Qantas will honour Aboriginal and Torres Strait Islander Australians with a special livery on its newest Dreamliner to enter the fleet.
This will be the fifth design in Qantas’ flying art series, which started more than 20 years ago, and will be unveiled when the Boeing 787-9 is completed next month. It will be the second flying art aircraft currently in service with the national carrier and the only one dedicated to international flights.
The unique livery reflects the long, rich history of Aboriginal and Torres Strait Islanders and is in keeping with the airline’s commitment to championing reconciliation and promoting the best of Australia to the world.
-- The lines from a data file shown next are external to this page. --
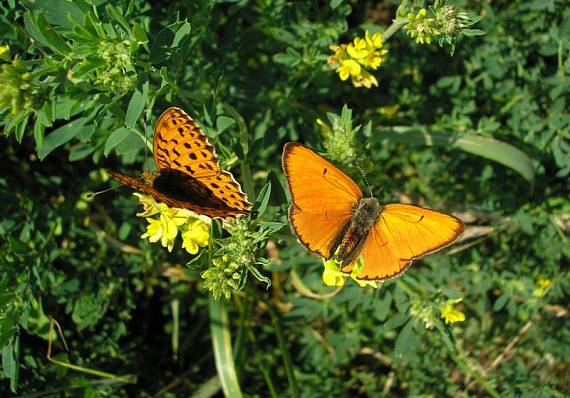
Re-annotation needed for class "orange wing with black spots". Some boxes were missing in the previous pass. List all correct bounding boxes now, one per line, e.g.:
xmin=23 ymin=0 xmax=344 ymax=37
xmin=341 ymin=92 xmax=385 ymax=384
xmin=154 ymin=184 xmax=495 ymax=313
xmin=109 ymin=108 xmax=251 ymax=218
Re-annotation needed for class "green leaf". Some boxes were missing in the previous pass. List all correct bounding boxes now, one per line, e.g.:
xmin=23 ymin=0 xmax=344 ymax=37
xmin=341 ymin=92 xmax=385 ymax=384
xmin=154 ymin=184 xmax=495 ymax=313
xmin=125 ymin=80 xmax=149 ymax=129
xmin=150 ymin=21 xmax=190 ymax=64
xmin=461 ymin=29 xmax=485 ymax=36
xmin=2 ymin=335 xmax=20 ymax=394
xmin=21 ymin=0 xmax=90 ymax=28
xmin=394 ymin=319 xmax=420 ymax=360
xmin=377 ymin=126 xmax=535 ymax=186
xmin=382 ymin=313 xmax=410 ymax=330
xmin=105 ymin=4 xmax=131 ymax=36
xmin=216 ymin=116 xmax=236 ymax=134
xmin=493 ymin=294 xmax=509 ymax=312
xmin=38 ymin=118 xmax=86 ymax=160
xmin=208 ymin=298 xmax=243 ymax=398
xmin=251 ymin=182 xmax=271 ymax=219
xmin=103 ymin=127 xmax=131 ymax=156
xmin=24 ymin=13 xmax=71 ymax=56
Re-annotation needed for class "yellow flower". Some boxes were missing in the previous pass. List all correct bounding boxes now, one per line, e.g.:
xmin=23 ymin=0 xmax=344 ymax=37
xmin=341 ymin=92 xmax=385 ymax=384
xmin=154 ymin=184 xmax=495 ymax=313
xmin=323 ymin=258 xmax=378 ymax=288
xmin=323 ymin=260 xmax=348 ymax=286
xmin=441 ymin=297 xmax=465 ymax=324
xmin=336 ymin=59 xmax=361 ymax=81
xmin=0 ymin=44 xmax=11 ymax=62
xmin=181 ymin=220 xmax=210 ymax=254
xmin=328 ymin=31 xmax=387 ymax=88
xmin=134 ymin=193 xmax=210 ymax=254
xmin=352 ymin=70 xmax=378 ymax=88
xmin=346 ymin=36 xmax=370 ymax=59
xmin=365 ymin=31 xmax=382 ymax=49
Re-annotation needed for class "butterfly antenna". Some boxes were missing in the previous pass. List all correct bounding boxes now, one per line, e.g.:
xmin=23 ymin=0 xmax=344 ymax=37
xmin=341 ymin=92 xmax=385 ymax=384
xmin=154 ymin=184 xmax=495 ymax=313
xmin=83 ymin=185 xmax=122 ymax=199
xmin=144 ymin=114 xmax=148 ymax=173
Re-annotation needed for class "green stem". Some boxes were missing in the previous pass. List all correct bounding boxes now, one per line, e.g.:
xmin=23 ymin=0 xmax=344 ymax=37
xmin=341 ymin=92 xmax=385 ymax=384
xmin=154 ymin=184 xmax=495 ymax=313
xmin=240 ymin=160 xmax=255 ymax=202
xmin=209 ymin=297 xmax=243 ymax=398
xmin=382 ymin=18 xmax=410 ymax=43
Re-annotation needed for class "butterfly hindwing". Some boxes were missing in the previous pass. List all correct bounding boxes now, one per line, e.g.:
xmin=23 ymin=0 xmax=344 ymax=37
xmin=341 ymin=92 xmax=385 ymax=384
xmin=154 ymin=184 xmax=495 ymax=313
xmin=283 ymin=143 xmax=362 ymax=259
xmin=343 ymin=204 xmax=464 ymax=280
xmin=110 ymin=107 xmax=251 ymax=217
xmin=283 ymin=143 xmax=464 ymax=280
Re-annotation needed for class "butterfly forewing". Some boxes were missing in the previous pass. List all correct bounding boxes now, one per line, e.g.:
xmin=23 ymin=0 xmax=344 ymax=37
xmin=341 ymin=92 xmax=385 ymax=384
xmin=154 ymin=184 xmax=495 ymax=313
xmin=283 ymin=143 xmax=362 ymax=259
xmin=110 ymin=108 xmax=251 ymax=217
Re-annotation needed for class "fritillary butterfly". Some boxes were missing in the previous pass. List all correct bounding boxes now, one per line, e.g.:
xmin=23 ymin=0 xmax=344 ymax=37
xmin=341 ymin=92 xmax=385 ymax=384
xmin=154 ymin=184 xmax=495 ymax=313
xmin=109 ymin=107 xmax=251 ymax=218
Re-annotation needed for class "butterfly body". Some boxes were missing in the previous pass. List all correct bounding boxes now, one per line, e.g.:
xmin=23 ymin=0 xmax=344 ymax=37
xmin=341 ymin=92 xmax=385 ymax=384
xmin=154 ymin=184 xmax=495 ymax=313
xmin=283 ymin=143 xmax=464 ymax=280
xmin=331 ymin=198 xmax=382 ymax=266
xmin=109 ymin=108 xmax=251 ymax=218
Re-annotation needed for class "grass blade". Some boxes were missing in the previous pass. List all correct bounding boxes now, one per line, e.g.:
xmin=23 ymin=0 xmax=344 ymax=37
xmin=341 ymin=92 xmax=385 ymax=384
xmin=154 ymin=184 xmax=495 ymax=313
xmin=209 ymin=298 xmax=243 ymax=398
xmin=377 ymin=126 xmax=535 ymax=185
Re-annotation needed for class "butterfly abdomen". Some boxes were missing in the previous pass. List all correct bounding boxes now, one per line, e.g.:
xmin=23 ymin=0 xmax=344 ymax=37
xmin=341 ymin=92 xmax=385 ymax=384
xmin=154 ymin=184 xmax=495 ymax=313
xmin=335 ymin=198 xmax=381 ymax=267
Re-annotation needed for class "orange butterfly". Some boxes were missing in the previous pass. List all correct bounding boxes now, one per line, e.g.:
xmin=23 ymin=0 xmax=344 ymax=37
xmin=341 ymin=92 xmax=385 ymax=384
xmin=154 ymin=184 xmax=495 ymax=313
xmin=109 ymin=108 xmax=251 ymax=218
xmin=283 ymin=142 xmax=464 ymax=280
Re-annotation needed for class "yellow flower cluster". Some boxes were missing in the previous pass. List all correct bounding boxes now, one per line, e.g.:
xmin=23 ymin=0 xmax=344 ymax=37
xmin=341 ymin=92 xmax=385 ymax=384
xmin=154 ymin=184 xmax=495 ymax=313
xmin=134 ymin=193 xmax=210 ymax=254
xmin=323 ymin=259 xmax=380 ymax=288
xmin=441 ymin=297 xmax=465 ymax=324
xmin=328 ymin=31 xmax=388 ymax=88
xmin=0 ymin=44 xmax=12 ymax=62
xmin=532 ymin=276 xmax=552 ymax=298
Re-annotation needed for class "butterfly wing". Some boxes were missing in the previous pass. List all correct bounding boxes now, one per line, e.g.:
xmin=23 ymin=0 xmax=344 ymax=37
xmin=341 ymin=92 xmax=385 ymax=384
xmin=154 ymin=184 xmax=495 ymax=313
xmin=107 ymin=170 xmax=243 ymax=218
xmin=343 ymin=204 xmax=464 ymax=280
xmin=283 ymin=142 xmax=362 ymax=259
xmin=153 ymin=107 xmax=251 ymax=211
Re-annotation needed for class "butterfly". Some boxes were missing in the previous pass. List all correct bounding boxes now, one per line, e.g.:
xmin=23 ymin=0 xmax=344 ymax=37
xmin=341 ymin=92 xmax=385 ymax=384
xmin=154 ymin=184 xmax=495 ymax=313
xmin=282 ymin=142 xmax=464 ymax=280
xmin=108 ymin=107 xmax=251 ymax=218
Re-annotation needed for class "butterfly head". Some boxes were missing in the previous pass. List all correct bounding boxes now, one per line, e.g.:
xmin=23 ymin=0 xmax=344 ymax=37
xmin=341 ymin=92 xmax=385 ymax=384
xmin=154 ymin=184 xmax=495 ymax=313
xmin=142 ymin=171 xmax=158 ymax=186
xmin=352 ymin=197 xmax=382 ymax=231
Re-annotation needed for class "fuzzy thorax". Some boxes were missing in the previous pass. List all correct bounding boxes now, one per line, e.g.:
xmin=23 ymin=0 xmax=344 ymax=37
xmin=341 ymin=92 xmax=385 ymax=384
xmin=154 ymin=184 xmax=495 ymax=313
xmin=336 ymin=198 xmax=382 ymax=267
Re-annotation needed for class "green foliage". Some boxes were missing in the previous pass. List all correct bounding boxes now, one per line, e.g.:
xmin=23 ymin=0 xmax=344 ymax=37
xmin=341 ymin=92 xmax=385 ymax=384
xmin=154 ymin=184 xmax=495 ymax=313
xmin=0 ymin=0 xmax=570 ymax=397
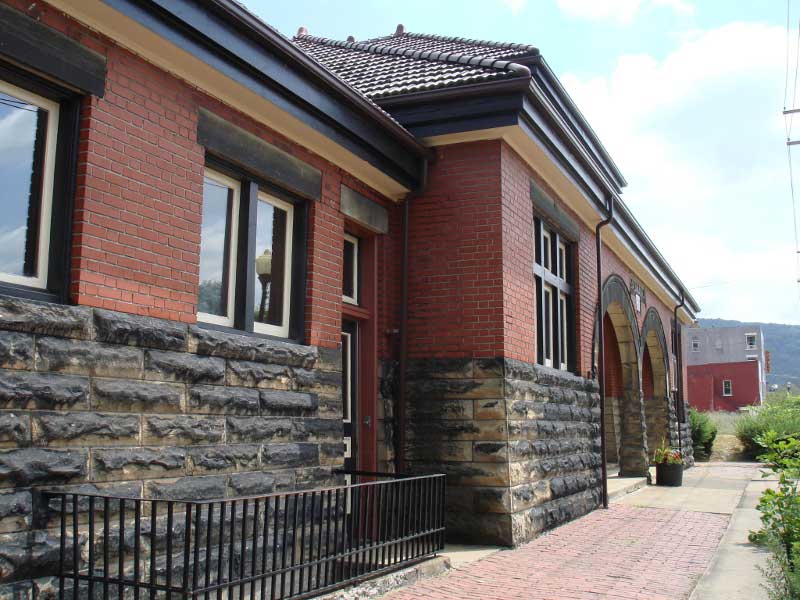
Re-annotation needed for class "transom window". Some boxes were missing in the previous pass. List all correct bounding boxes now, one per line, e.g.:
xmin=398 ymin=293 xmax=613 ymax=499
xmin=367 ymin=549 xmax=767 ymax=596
xmin=722 ymin=379 xmax=733 ymax=396
xmin=197 ymin=169 xmax=302 ymax=338
xmin=342 ymin=233 xmax=361 ymax=304
xmin=0 ymin=81 xmax=59 ymax=288
xmin=533 ymin=218 xmax=574 ymax=370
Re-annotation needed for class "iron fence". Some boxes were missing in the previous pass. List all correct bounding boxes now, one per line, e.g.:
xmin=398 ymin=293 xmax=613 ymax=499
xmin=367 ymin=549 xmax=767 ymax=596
xmin=46 ymin=471 xmax=445 ymax=600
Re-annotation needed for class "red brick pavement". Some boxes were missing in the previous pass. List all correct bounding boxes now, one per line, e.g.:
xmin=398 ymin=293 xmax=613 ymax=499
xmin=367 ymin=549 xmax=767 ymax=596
xmin=386 ymin=505 xmax=729 ymax=600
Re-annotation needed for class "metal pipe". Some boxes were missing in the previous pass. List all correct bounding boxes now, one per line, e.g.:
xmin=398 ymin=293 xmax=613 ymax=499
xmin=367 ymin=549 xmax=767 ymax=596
xmin=594 ymin=195 xmax=614 ymax=508
xmin=394 ymin=161 xmax=428 ymax=473
xmin=672 ymin=288 xmax=686 ymax=456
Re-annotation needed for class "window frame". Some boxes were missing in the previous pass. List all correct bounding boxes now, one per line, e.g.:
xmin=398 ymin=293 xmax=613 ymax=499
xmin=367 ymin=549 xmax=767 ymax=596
xmin=197 ymin=166 xmax=242 ymax=327
xmin=0 ymin=60 xmax=83 ymax=304
xmin=253 ymin=189 xmax=295 ymax=338
xmin=198 ymin=155 xmax=309 ymax=344
xmin=533 ymin=215 xmax=576 ymax=372
xmin=342 ymin=232 xmax=361 ymax=306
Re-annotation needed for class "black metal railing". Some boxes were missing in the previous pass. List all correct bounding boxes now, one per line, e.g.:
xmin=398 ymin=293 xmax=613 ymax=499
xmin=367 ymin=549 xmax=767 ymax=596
xmin=46 ymin=471 xmax=445 ymax=600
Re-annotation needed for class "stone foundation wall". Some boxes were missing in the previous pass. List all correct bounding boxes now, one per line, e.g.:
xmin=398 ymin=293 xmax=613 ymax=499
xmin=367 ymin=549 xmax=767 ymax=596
xmin=404 ymin=358 xmax=601 ymax=546
xmin=0 ymin=296 xmax=343 ymax=598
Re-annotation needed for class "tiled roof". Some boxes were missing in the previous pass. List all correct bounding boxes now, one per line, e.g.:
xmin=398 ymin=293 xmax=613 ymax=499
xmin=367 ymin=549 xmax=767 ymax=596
xmin=292 ymin=31 xmax=538 ymax=100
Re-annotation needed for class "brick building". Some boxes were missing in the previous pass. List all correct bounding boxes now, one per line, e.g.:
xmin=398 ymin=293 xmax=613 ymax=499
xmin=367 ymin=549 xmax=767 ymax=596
xmin=0 ymin=0 xmax=698 ymax=598
xmin=684 ymin=325 xmax=769 ymax=410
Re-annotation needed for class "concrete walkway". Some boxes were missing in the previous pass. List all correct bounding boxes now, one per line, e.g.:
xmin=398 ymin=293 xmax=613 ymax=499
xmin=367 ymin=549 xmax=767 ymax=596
xmin=378 ymin=463 xmax=765 ymax=600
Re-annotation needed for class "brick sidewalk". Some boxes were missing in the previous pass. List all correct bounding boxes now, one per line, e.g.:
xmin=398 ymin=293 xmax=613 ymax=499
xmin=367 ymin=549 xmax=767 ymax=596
xmin=385 ymin=505 xmax=729 ymax=600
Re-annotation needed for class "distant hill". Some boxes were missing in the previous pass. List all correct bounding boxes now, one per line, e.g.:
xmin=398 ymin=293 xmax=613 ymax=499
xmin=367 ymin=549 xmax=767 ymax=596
xmin=699 ymin=319 xmax=800 ymax=389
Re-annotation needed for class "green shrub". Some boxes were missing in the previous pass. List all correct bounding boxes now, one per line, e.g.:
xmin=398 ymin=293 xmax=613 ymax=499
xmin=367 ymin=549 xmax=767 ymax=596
xmin=736 ymin=396 xmax=800 ymax=458
xmin=689 ymin=408 xmax=717 ymax=460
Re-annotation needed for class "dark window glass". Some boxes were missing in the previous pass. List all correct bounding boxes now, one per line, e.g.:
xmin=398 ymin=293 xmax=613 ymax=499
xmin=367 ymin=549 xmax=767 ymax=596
xmin=0 ymin=88 xmax=50 ymax=280
xmin=253 ymin=197 xmax=289 ymax=328
xmin=197 ymin=176 xmax=235 ymax=317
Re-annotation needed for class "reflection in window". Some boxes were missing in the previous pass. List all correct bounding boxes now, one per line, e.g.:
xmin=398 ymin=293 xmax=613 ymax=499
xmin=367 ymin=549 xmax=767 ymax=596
xmin=0 ymin=82 xmax=58 ymax=287
xmin=197 ymin=170 xmax=239 ymax=325
xmin=253 ymin=193 xmax=293 ymax=337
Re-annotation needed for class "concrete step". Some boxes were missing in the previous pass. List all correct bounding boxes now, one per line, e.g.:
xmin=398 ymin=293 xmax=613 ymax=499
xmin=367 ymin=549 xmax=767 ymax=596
xmin=608 ymin=477 xmax=647 ymax=502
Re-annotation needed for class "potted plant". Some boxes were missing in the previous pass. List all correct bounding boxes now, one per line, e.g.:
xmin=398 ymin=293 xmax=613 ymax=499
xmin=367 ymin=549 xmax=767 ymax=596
xmin=653 ymin=443 xmax=683 ymax=487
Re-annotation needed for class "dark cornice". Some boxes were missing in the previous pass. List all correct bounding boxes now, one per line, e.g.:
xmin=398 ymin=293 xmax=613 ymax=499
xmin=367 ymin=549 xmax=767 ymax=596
xmin=103 ymin=0 xmax=430 ymax=189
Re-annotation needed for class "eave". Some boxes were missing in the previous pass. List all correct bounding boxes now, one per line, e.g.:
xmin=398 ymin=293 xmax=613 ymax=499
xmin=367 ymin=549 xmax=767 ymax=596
xmin=50 ymin=0 xmax=429 ymax=199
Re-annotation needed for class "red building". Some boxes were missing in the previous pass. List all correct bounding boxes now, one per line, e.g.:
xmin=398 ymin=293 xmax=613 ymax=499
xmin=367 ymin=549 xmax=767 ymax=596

The latest design has been conceptualised by leading Indigenous owned design studio Balarinji, which has developed all of the flying art aircraft.
The new Dreamliner carrying the special livery (registration VH-ZND) is the fourth to enter the fleet, and will be welcomed into Australia with a special arrival event in Alice Springs in early March 2018 before entering service on routes like Melbourne-Los Angeles and Perth-London.
- To date, five Qantas aircraft have been painted in Indigenous designs, with Wunala Dreaming carried on two separate aircraft (see summary of each below).
- Each livery has been designed in collaboration with Balarinji design studio.
- Qantas has worked with Balarinji for three decades on aircraft livery projects and other design work, including the Peter Morrissey uniform of 2003.